Introduction to CFDs

The reason Contract For Differences (popularly known as CFDs) products were developed was to allow clients to enjoy full advantages of owning a stock, ETF, index or commodity position while not owning the physical underlying instrument. Normally, a customer will enter into a CFD contract at a quoted price. Now, the variation in that price of entry with the price at the close of the position is settled by cash. Hence the name Contract For Difference.

However, it is important to note that trading CFDs is not without its own risks. For instance, a customer could lose all the money deposited.

In CFD trades, customers can buy and close position by selling later. Also, customers could sell and close the day by buying. The term for buying is ‘go long’ while that of selling is referred technically as ‘go short’. If you sell at a higher/lower price than the one you bought at, you will get gain/loss accordingly.

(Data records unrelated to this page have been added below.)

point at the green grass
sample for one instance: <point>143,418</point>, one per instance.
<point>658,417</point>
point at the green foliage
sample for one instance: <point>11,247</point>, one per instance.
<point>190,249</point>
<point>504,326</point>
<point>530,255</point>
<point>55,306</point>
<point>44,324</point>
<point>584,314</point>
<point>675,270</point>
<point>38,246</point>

There has been a remarkable growth in the CFD popularity over the past couple of years. In fact, it is believed that it is fast becoming the number one option for people who want to trade in the financial markets.

How CFDs work

Rather than purchasing 1000 shares of Alibaba from a broker, a customer could opt instead to buy 1,000 Alibaba CFDs on Plus500 Trading Platform. Assuming that Alibaba experiences a $5 dollar fall in price, the customer will make a loss of $5000. On the other hand, if the prices go up by $5, the same client ends up with a profit of $5,000. This is similar to if the customer had bought actual shares being traded on the bourse.

Plus500 Trading Platform offer CFD on common financial instruments. Its other benefits are that there is no Stamp Duty and no Exchange charges. It also eliminates the many problems that characterise trading with the underlying shares. These include delays and costs of physically delivering the shares, registration as well as custody or holding charges made by brokers.

Another important benefit with regard to trading CFDs is in the sense that customers are able to trade on margin by using leverage. CFD trading imply that customers are able to trade share portfolios, commodities or indices while not having to have large amounts of capital tied up. With regard to the above example, a customer purchasing $50,000 worth of Microsoft shares would only be required to pay an initial margin of $5000 for equivalent CFD portfolio.

In case there is any financial entitlement like dividends, this is adjusted for by using cash, and it goes directly to the account of a CFD holder. But the downside is that, unlike holders of equity shares, CFD holders do not wield any voting powers.

It is quite easy and straightforward to trade at Plus500. There are essentially no commissions or any hidden fees. Bid/ask spread compensate for the services of Plus500.

At the software’s main lobby, there is buy/sell prices for all available instruments. When you enter an order to purchase an instrument, the Plus500 platform lets you add a stop loss, trailing stop or profit limit. This not only protects your position but also your profits.
To know each instrument’s trading hours, just check the Trading Platform details link for the particular instrument.